IV. BOZMA VE BOZMADAN SONRAKİ YARGILAMA SÜRECİ
A. Bozma Kararı
1. Mahkemenin yukarıda belirtilen kararına karşı süresi içinde davalı ... vekili temyiz isteminde bulunmuştur.
2.Dairemizce yapılan incelemede; alınan raporların hüküm kurmaya yeterli olmadığı ve taraflara dava konusu taşınmaza yakın bölgelerden ve yakın zaman içinde satışı yapılan benzer yüzölçümlü satışları bildirmeleri için imkan tanınması, lüzumu halinde resen emsal celbi yoluna gidilmesi ve bu emsallere göre değer biçilmesi için yeniden oluşturulacak bilirkişi kuruluyla keşif yapılarak sonucuna göre hüküm kurulması gerektiğinden bahisle kararın bozulmasına karar verilmiştir.
B. Mahkemece Bozmaya Uyularak Verilen Karar
Mahkemenin yukarıda tarih ve sayısı belirtilen kararı ile davalı ... hakkındaki davanın pasif husumetten reddine, davalı ... hakkındaki davanın kısmen kabulüne ve ecrimisil talebinin feragat nedeniyle reddine karar verilmiştir.
V. TEMYİZ
A. Temyiz Yoluna Başvuranlar
Mahkemenin yukarıda belirtilen kararına karşı süresi içinde davacılar vekili temyiz isteminde bulunmuştur.
B. Temyiz Sebepleri
Davacılar vekili temyiz dilekçesinde özetle; taraflar arasında yapılan sulh sözleşmesi gereğince esas hakkında karar verilmesine yer olmadığına karar verilmesi gerektiği gibi 6745 sayılı Kanun'un 35 inci maddesi ile 2942 sayılı Kamulaştırma Kanunu'na (2942 sayılı Kanun) eklenen geçici 11 inci maddesinin Anayasa Mahkemesinin 20.12.2018 tarihli kararı ile iptal edildiği gözetilerek kararın bozulması gerektiğini ileri sürerek temyiz yoluna başvurmuştur.
C. Gerekçe
1. Uyuşmazlık ve Hukukî Nitelendirme
Uyuşmazlık, imar uygulaması sırasında bedele dönüştürülen davacı payına idarece takdir edilen karşılığının artırılması istemine ilişkindir.
2. İlgili Hukuk
1. 6100 sayılı Hukuk Muhakemeleri Kanunu’nun (6100 sayılı Kanun) geçici 3 üncü maddesinin atfıyla 1086 sayılı Hukuk Usulü Muhakemeleri Kanunu’nun (1086 sayılı Kanun) 26.092004 tarihli ve 5236 sayılı Kanun'la yapılan değişiklikten önceki 427 ilâ 439 uncu maddeleri.

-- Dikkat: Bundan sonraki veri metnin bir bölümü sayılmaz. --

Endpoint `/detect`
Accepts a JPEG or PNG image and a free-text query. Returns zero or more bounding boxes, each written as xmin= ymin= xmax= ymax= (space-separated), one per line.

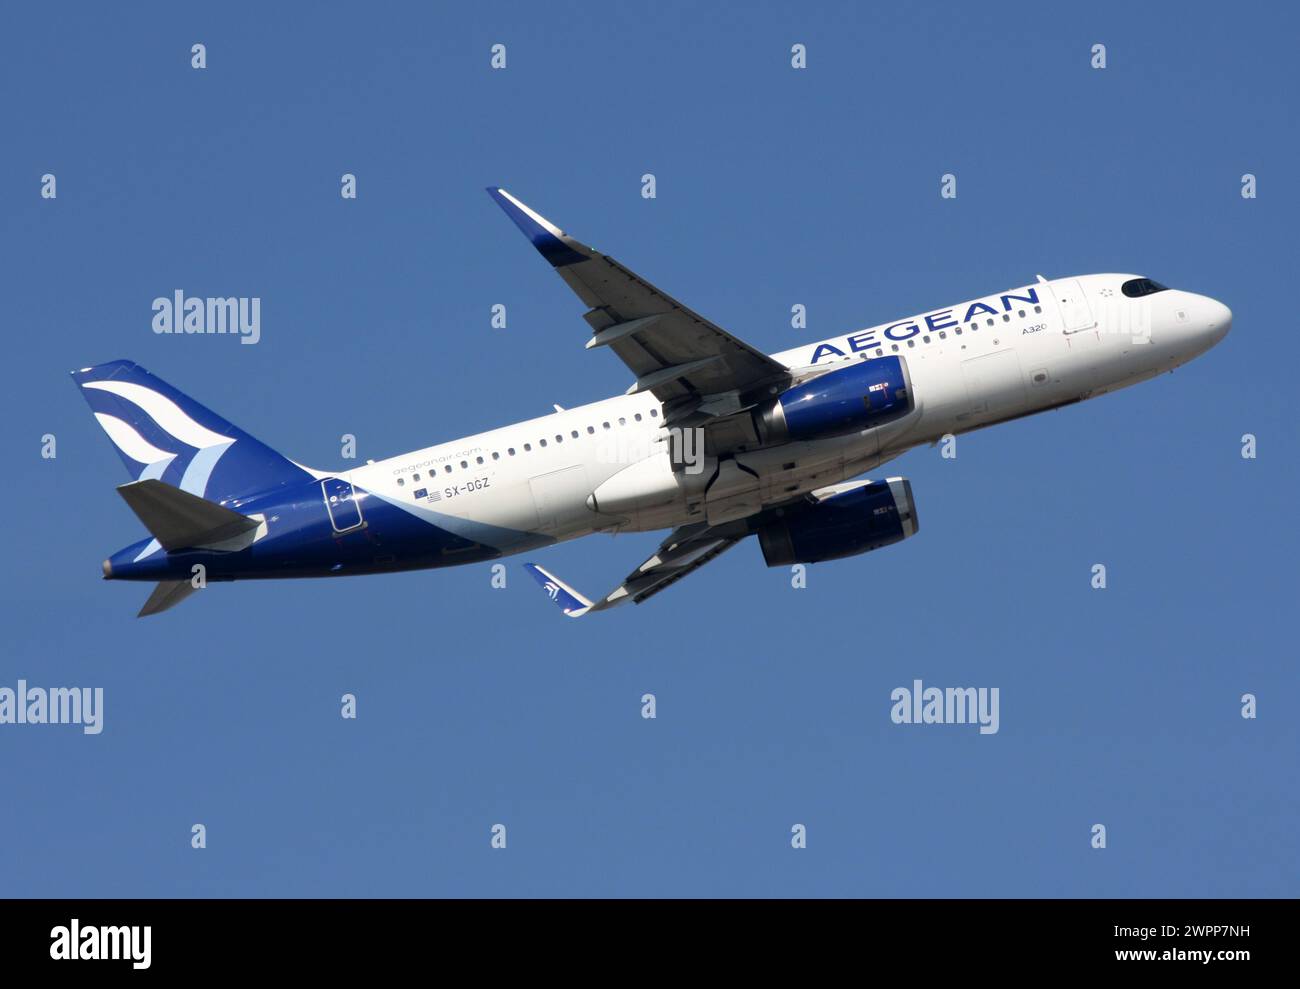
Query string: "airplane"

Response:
xmin=73 ymin=187 xmax=1231 ymax=617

2. 6745 sayılı Kanun'un 35. maddesi ile 2942 sayılı Kanun'na eklenen geçici 12 nci maddesi
3.2942 sayılı Kanun'un 11 inci maddesi
3. Değerlendirme
1. Mahkemelerin nihai kararlarının bozulması 6100 sayılı Kanun’un geçici 3 üncü maddesinin atfıyla 1086 sayılı Kanun’un 26.09.2004 tarihli ve 5236 sayılı Kanun'la yapılan değişiklikten önceki 428 inci maddesinde yer alan sebeplerden birinin varlığı hâlinde mümkündür.
2.Arsa niteliğindeki dava konusu taşınmaza 6745 sayılı Kanun'un 35 inci maddesi ile 2942 sayılı Kanun'a eklenen geçici 12 nci maddesi uyarınca uygulamanın tapuda tescil edildiği tarih değerlendirme tarihi olarak esas alınıp, emsal karşılaştırması sonucu tespit edilen bedelin, Türkiye İstatistik Kurumu tarafından açıklanan Yurt İçi Üretici Fiyat Endeksi tablosuna göre dava tarihine güncellenmesi suretiyle değer biçilmesinde bir isabetsizlik görülmemiştir.

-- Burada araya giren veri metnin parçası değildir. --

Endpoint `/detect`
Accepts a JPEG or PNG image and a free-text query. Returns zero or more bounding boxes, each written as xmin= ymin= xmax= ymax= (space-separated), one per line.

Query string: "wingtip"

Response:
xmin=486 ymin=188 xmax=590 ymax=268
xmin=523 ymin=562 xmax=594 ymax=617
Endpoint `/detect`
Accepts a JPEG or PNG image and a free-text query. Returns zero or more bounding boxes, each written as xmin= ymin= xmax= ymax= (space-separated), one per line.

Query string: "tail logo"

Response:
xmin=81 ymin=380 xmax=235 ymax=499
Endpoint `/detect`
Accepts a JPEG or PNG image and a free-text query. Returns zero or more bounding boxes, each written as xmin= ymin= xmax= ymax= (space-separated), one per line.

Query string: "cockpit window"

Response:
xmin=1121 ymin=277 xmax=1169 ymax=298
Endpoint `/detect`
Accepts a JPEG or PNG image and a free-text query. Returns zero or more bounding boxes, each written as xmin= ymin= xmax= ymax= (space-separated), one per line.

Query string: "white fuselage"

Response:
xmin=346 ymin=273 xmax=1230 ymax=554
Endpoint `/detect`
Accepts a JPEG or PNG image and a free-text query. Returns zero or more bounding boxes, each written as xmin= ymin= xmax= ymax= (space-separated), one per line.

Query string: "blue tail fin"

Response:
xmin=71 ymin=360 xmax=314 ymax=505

3. Her ne kadar taraflar arasında 02.07.2012 tarihli sulh sözleşmesi yapılmış ise de sözleşmenin 3 üncü maddesinin (C) fıkrası uyarınca mahkemece sulh protokolü yerine, alınan rapor uyarınca tespit edilen bedele hükmedilmesi doğrudur.

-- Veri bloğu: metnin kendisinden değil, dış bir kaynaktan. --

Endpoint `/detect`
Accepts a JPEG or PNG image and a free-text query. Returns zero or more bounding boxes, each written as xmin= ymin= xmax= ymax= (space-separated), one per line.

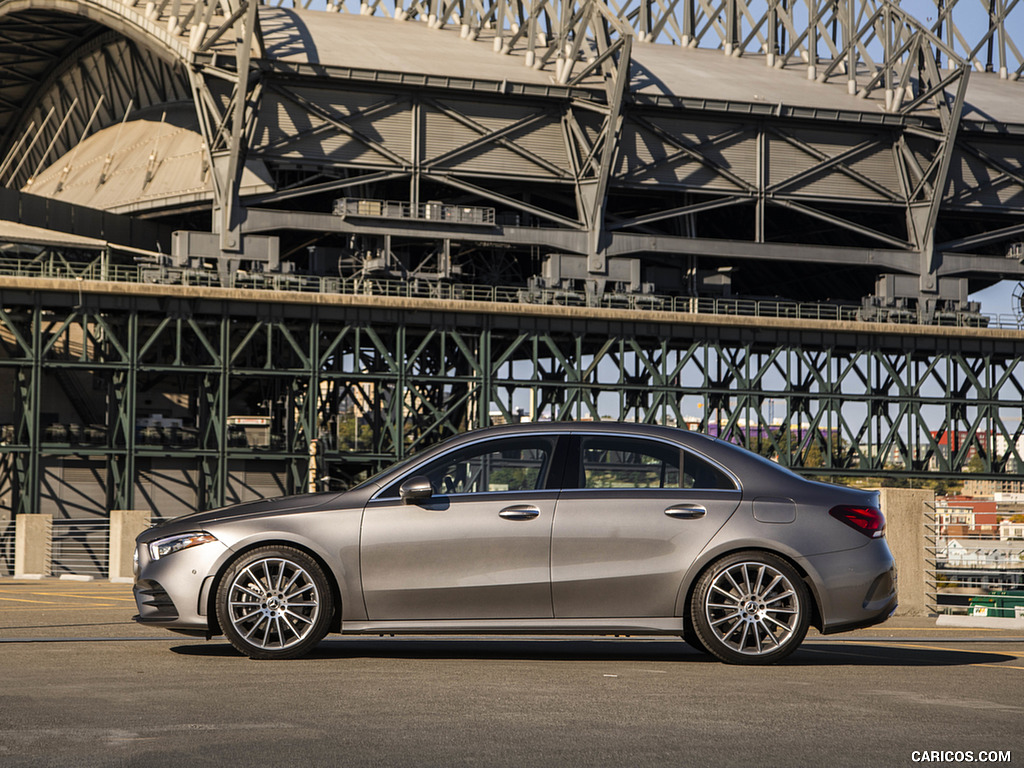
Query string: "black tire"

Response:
xmin=217 ymin=546 xmax=334 ymax=660
xmin=682 ymin=622 xmax=710 ymax=654
xmin=690 ymin=551 xmax=810 ymax=665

4. Temyizen incelenen karar, tarafların karşılıklı iddia ve savunmalarına, dayandıkları belgelere, uyuşmazlığa uygulanması gereken hukuk kuralları ile hukuki ilişkinin nitelendirilmesine, dava şartlarına, yargılama ve ispat kuralları ile kararda belirtilen gerekçelere göre usul ve kanuna uygun olup, temyiz dilekçesinde ileri sürülen nedenler kararın bozulmasını gerektirecek nitelikte görülmemiştir
VI. KARAR
Açıklanan sebeplerle;
Davacılar vekilinin temyiz itirazları yerinde görülmediğinden usul ve Kanuna uygun olan hükmün ONANMASINA,
Davacılardan peşin alınan temyiz harcının Hazineye irat kaydedilmesine
17.10.2023 tarihinde oy birliğiyla karar verildi.